Robinson, Schembechler and their wives often vacationed together. Last summer they toured wine country in Napa Valley and then retreated to John Madden's home in Carmel, Calif.
Schembechler didn't fare well in Rose Bowls, going 2-8, and it was a subject that came up in conversation.
Robinson noted that all of the games Michigan lost were close, its largest margin of defeat in those games being 10 points.
Schembechler would sometimes downplay the importance of winning the Rose Bowl, claiming Michigan's main goal each year was winning the Big Ten Conference title.
"That was coach-speak," Robinson said. "I think when he got there, he was going to do anything to beat you. But all those eight games, he lost most of them by one play or two plays. He didn't have a whole lot of luck."
Robinson always thought Big Ten teams were at a disadvantage when they came west to play USC or UCLA.
"In those games, they were the visiting team," Robinson said.
"I don't know if many of the Big Ten teams ever were comfortable with the change of environment. Maybe it was too exciting. They were all very organized and disciplined. Bo tried to adapt, and loosen up. We used to talk about it. He tried to make it a lot of fun."
After five consecutive losses, Schembechler broke through with his first Rose Bowl victory in 1981, against Washington.
Schembechler's invited guest at the game that day?
Robinson will be back in the Rose Bowl today, clapping with mixed emotions.
The Rose Bowl, although always a contractual sellout, will be missing an important fixture.
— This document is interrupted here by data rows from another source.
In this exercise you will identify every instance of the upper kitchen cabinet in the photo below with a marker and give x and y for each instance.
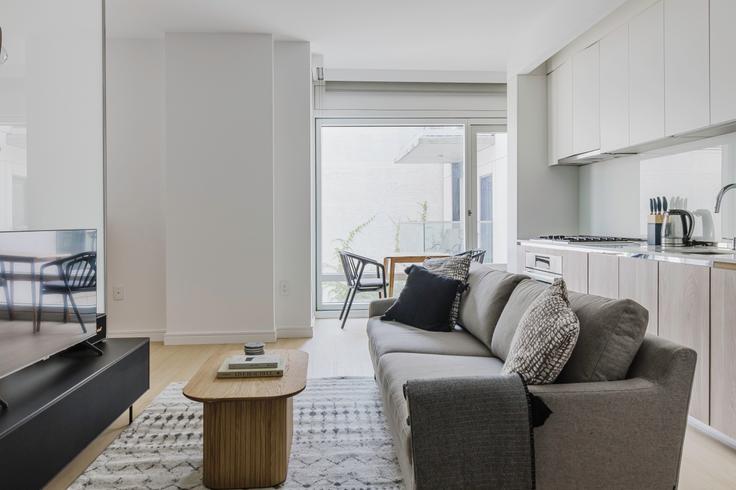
(614, 89)
(586, 134)
(646, 75)
(722, 66)
(560, 112)
(686, 76)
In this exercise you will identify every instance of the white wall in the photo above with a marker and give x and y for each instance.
(135, 184)
(542, 199)
(293, 197)
(51, 115)
(614, 195)
(233, 193)
(219, 187)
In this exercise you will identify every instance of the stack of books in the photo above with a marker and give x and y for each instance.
(251, 367)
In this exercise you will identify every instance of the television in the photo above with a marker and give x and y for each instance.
(48, 297)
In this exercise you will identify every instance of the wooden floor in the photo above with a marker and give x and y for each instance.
(706, 464)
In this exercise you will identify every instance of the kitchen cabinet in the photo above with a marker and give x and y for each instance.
(559, 108)
(603, 275)
(646, 75)
(614, 89)
(723, 351)
(686, 76)
(585, 107)
(722, 66)
(638, 280)
(574, 265)
(575, 271)
(684, 317)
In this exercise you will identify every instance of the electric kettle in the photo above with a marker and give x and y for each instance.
(677, 228)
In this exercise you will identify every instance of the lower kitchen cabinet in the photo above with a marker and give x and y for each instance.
(574, 265)
(723, 351)
(684, 317)
(638, 280)
(603, 275)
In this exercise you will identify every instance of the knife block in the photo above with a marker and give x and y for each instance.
(654, 229)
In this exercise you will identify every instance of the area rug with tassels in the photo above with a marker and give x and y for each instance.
(340, 441)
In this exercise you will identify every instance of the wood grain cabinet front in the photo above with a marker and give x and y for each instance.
(723, 351)
(684, 317)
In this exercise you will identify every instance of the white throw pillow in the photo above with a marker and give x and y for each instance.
(545, 337)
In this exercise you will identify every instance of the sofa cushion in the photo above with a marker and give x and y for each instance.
(385, 337)
(454, 267)
(395, 369)
(519, 302)
(611, 332)
(486, 296)
(426, 300)
(545, 338)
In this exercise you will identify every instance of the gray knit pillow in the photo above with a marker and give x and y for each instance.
(455, 267)
(545, 337)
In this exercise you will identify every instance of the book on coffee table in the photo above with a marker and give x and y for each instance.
(253, 362)
(226, 371)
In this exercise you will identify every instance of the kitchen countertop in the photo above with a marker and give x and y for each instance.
(647, 252)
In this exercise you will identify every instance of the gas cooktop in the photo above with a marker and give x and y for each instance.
(588, 239)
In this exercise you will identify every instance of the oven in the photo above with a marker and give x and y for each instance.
(543, 267)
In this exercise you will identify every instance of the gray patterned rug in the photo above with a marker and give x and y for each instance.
(340, 441)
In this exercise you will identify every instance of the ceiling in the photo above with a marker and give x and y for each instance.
(447, 35)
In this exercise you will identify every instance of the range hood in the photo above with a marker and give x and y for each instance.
(592, 157)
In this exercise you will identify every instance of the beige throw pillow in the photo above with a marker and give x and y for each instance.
(545, 337)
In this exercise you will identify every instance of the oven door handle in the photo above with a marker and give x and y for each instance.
(541, 276)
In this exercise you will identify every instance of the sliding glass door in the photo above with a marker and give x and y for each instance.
(397, 188)
(488, 191)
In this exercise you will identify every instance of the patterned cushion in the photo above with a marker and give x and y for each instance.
(457, 268)
(545, 338)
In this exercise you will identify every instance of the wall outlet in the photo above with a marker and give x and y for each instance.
(118, 293)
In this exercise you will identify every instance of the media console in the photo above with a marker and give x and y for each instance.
(58, 406)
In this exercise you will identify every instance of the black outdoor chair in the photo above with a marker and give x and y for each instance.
(6, 287)
(77, 274)
(475, 255)
(354, 266)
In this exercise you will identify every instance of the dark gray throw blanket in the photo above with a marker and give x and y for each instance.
(473, 432)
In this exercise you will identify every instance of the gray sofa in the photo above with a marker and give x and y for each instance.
(619, 408)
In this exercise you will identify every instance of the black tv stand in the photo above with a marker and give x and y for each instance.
(92, 346)
(55, 408)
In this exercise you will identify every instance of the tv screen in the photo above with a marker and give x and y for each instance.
(48, 294)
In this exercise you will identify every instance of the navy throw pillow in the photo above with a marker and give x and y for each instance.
(426, 301)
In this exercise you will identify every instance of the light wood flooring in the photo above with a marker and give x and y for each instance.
(706, 463)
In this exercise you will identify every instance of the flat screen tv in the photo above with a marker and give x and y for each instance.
(48, 294)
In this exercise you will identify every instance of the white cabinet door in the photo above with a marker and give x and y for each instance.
(722, 66)
(614, 91)
(585, 101)
(646, 75)
(686, 75)
(603, 275)
(560, 108)
(552, 118)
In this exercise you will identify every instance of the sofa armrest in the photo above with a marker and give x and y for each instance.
(614, 434)
(380, 306)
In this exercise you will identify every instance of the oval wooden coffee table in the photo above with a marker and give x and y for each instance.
(247, 422)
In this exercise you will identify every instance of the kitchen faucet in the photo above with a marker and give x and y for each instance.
(723, 191)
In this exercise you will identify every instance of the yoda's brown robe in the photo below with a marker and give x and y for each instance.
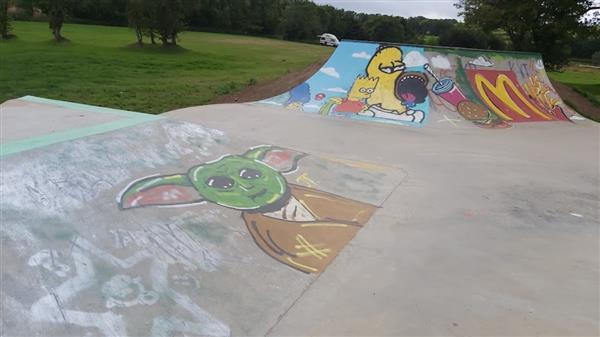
(309, 245)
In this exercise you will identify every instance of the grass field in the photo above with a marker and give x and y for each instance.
(100, 67)
(584, 80)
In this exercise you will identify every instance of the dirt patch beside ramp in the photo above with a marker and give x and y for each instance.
(272, 88)
(581, 104)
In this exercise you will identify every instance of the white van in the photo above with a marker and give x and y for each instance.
(328, 40)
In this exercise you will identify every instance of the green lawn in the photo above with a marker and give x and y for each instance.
(100, 67)
(584, 80)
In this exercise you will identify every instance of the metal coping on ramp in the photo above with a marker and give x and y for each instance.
(126, 119)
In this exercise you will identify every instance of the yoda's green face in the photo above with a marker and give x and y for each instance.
(238, 182)
(252, 182)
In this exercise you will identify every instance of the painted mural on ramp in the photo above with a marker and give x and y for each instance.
(406, 85)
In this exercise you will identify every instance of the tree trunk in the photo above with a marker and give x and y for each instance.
(138, 33)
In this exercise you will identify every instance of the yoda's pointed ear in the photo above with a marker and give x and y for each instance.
(169, 190)
(283, 160)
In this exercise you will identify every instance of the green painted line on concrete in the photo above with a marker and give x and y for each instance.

What's Michigan in Pasadena without Bo?
"He was loved in Michigan by anybody that had anything to do with Michigan," Robinson said. "He represented what the coach should be. If I had a choice for my sons to go anywhere to play, I'd want them to play for him — more than any other coach.
"It was his mixture of toughness and love for the player. Everywhere I went over the years, in airports, guys would come up and say, 'I was one of Bo's guys. I went to Michigan.' It was special, like being in the Marines. It wasn't just Michigan, it was, 'I was one of Bo's guys.' "
Robinson won't be hard to spot this year.
"I'll have a USC shirt on," he said. "And a thought for Bo."